Engaging with others also matters at work. Do you pay attention to your co-workers or employees? Do you listen and engage in their questions and ideas? Or do you come to a meeting with the decision already made and only bring them in so they think you care? When I read Seth Godin’s recent blog: “The hard work of understanding” I thought “Godin gets it right again.” The full excerpt of his post is here, (the bold lines for my own emphasis):
“Sometimes, we’re so eager to have an opinion that we skip the step of working to understand. Why is it the way it is? Why do they believe what they believe? We skip reading the whole thing, because it’s easier to jump to what we assume the writer meant. We skip engaging with customers and stakeholders because it’s quicker to assert we know what they want. We skip doing the math, examining the footnotes, recreating the experiment, because it might not turn out the way we need it to. We better hurry, because the firstest, loudest, angriest opinion might sway the crowd. And of course, it’s so much easier now, because we all own our own media companies.”
It makes me think that when we try to move through our lives so fast, we miss others along the way. We miss engaging with them, connecting with them, we miss understanding them. Instead of going through each day, each meeting, so fast, what if we focused, listened, connected, and engaged with others? I think it is doable, sometimes we just need to stop, breathe, and think about what experience we bring to those around us. Are you with me?

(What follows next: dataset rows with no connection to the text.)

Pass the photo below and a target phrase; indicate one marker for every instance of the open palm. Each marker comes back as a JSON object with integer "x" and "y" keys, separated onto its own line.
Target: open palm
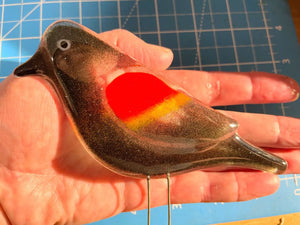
{"x": 46, "y": 177}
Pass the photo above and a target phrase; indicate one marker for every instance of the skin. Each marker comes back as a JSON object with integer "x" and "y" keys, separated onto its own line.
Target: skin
{"x": 46, "y": 177}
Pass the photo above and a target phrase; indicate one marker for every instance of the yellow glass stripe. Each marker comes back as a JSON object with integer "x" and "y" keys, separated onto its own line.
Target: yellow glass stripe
{"x": 162, "y": 109}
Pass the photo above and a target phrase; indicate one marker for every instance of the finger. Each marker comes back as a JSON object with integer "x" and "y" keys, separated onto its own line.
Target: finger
{"x": 268, "y": 130}
{"x": 205, "y": 187}
{"x": 153, "y": 56}
{"x": 228, "y": 88}
{"x": 292, "y": 156}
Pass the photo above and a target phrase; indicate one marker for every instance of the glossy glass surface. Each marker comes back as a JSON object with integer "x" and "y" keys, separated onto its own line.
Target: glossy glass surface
{"x": 132, "y": 120}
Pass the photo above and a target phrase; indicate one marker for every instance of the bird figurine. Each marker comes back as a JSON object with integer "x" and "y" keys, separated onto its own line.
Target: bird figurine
{"x": 132, "y": 120}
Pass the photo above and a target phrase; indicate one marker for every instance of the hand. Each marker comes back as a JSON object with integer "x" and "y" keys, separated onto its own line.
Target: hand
{"x": 46, "y": 177}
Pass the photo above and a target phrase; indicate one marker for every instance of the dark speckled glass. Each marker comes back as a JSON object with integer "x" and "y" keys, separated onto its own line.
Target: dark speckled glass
{"x": 176, "y": 134}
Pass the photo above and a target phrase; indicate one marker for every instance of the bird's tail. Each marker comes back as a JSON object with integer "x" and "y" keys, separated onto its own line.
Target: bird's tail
{"x": 239, "y": 153}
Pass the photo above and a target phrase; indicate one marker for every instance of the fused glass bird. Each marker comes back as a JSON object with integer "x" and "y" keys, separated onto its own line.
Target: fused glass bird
{"x": 134, "y": 121}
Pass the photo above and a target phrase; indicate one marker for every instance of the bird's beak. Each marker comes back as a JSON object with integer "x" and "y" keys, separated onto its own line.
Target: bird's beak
{"x": 39, "y": 64}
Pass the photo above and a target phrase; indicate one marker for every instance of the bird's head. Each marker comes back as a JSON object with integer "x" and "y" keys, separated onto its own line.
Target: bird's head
{"x": 72, "y": 49}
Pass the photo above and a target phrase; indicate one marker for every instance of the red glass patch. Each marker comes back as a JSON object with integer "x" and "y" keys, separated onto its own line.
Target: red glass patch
{"x": 132, "y": 93}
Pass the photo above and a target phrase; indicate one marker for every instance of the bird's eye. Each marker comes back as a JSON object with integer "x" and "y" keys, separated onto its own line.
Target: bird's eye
{"x": 63, "y": 44}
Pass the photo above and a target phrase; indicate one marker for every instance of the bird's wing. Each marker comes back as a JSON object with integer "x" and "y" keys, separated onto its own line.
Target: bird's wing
{"x": 148, "y": 106}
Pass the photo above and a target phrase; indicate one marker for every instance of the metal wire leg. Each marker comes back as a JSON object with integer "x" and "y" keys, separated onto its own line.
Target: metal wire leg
{"x": 169, "y": 199}
{"x": 148, "y": 193}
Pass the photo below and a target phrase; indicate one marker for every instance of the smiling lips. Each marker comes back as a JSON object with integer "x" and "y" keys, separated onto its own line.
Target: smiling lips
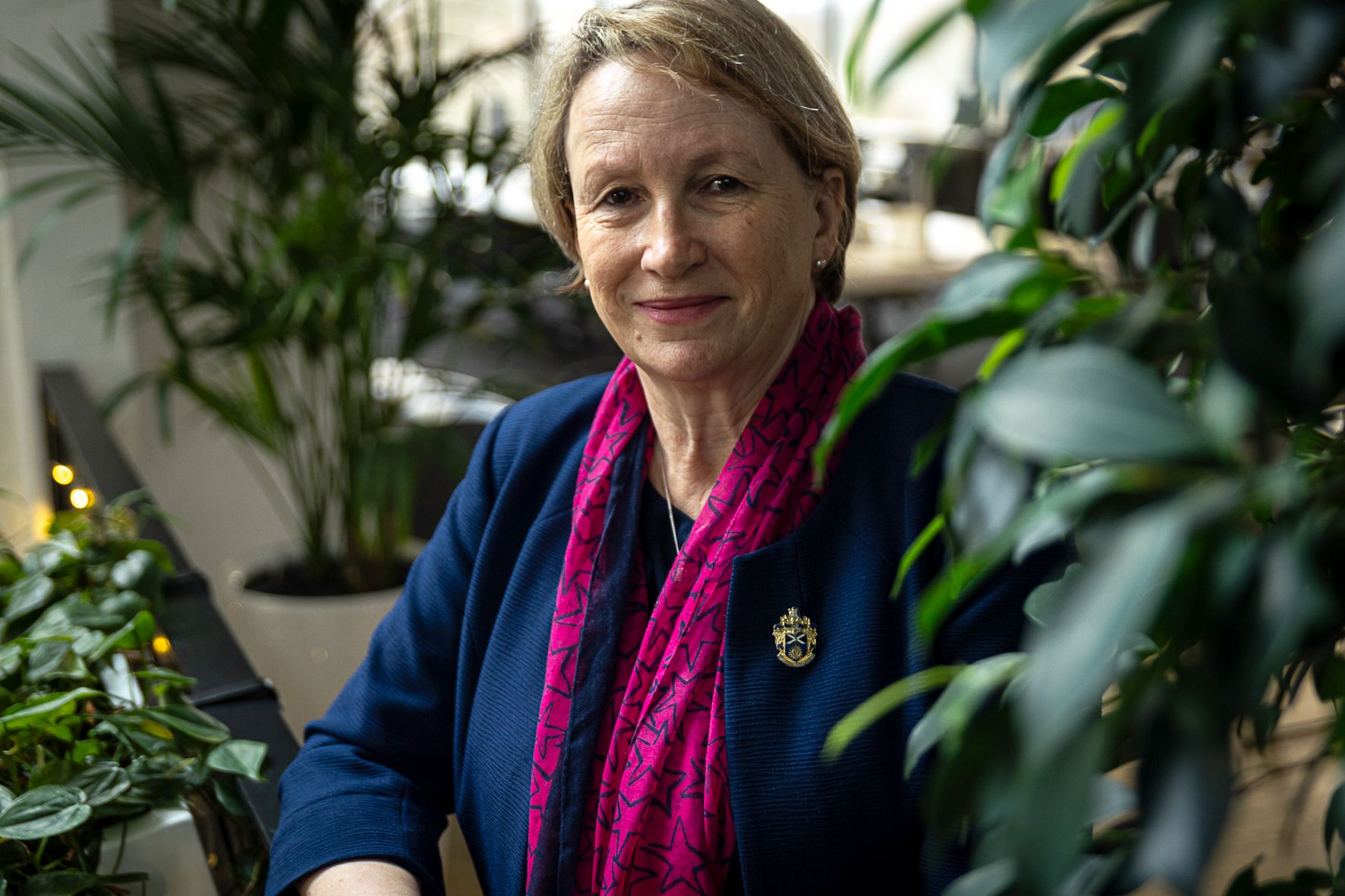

We all have an optimistic side…things will always get better, bucker up buckaroo, God has a plan, there is always good that comes out of tribulation… and many academics and doctors believe that this “faith gene/neuron” is wired into our brain (“You Are Not As Smart As You Think You Are” “Thinking Fast and Slow”) for good reason. It allows us to maintain our capacity to think and process AND survive in terrible situations. Our fast brain or heuristic brain is quick and efficient but often wrong and our slow brain or cognitive brain is lazy and will always defer to our fast brain and is often right. The challenge is that we need to spool up our slow mind to work – it’s like waking up a teenager early.
That said, I look cognitively at what life would be like if we did not have this faith gene and it is scary. Oscar Wilde states this simply, “The basis of optimism is sheer terror” and I agree with him. Without this faith gene, we would probably see a greater propensity to exit-the-gene-pool if you see no way out of a disastrous situation. Books like “Deep Survival,” “The Unthinkable,” and “Unbroken” are filled with stories where people faced terrible odds and survived driven by their “human spirit” (it should be noted that in all of these situations, never-give-up attitude is deemed the one unifying reason for their survival).
Why is the faith gene contextual on a blog about engagement?
Simple – I tend to believe that this faith gene also is the reason for our narcissistic behavior. And when this behavior is amplified without the correct checks and balances, the community will inevitably collapse.
Engaging is difficult. It forces us to listen, think, understand and often reconsider our assumptions, positions or beliefs AND potentially change them. But when we do this wonderful work, we do rise up better than what we were before we engaged. This rising helped build towns and specialize our communal workforce. Towns became cities and tribes became populations. Engagement was the catalyst for farming, poetry, engineering, art. It transformed word of mouth to written history. It discovered e, PI and zero. It overcame nature by developing aqueducts, grain storage and the curing of meat. And for all the good engaging did, it also caused wars, tyranny and genocide.
Now that we’ve been doing this civilization thing for a couple thousand years, we have COMPLETELY leveraged our ability to communicate in the last 100 years with trains, planes, automobiles (yes, an underhanded tribute to the movie), telegraphs, radios, televisions and phones. Yet in the last 30 years, the internet has completely globally scaled the leveraged model with emails, text messages, blogs, Facebook/Instagram/twitter yet these tend to be simplex declaration (one way) versus duplex communicating (face 2 face, phone). Why then when we have the ability to video chat FREE via Skype (something inconceivable 25 years ago) do we still prefer to email or text or Facebook or Instagram or Tweet?
Because we don’t have to engage with these forms of communication; because we prefer a one way conversation; because one way conversations are not difficult and unchallenged; because one way conversations perpetuate our narcissism; because no one can challenge us and sometimes embellish our narcissism with false or silent validity
Telling a white lie on Facebook is easy. Telling a white lie to a person in front of you is not because we telegraph our insincerity.
So, so true. I have often thought about the one way communication/conversation and how much easier it is to share, and we do not feel as put on the spot as in person. Communication has definitely shifted due to the Internet + technology. Thank you for sharing!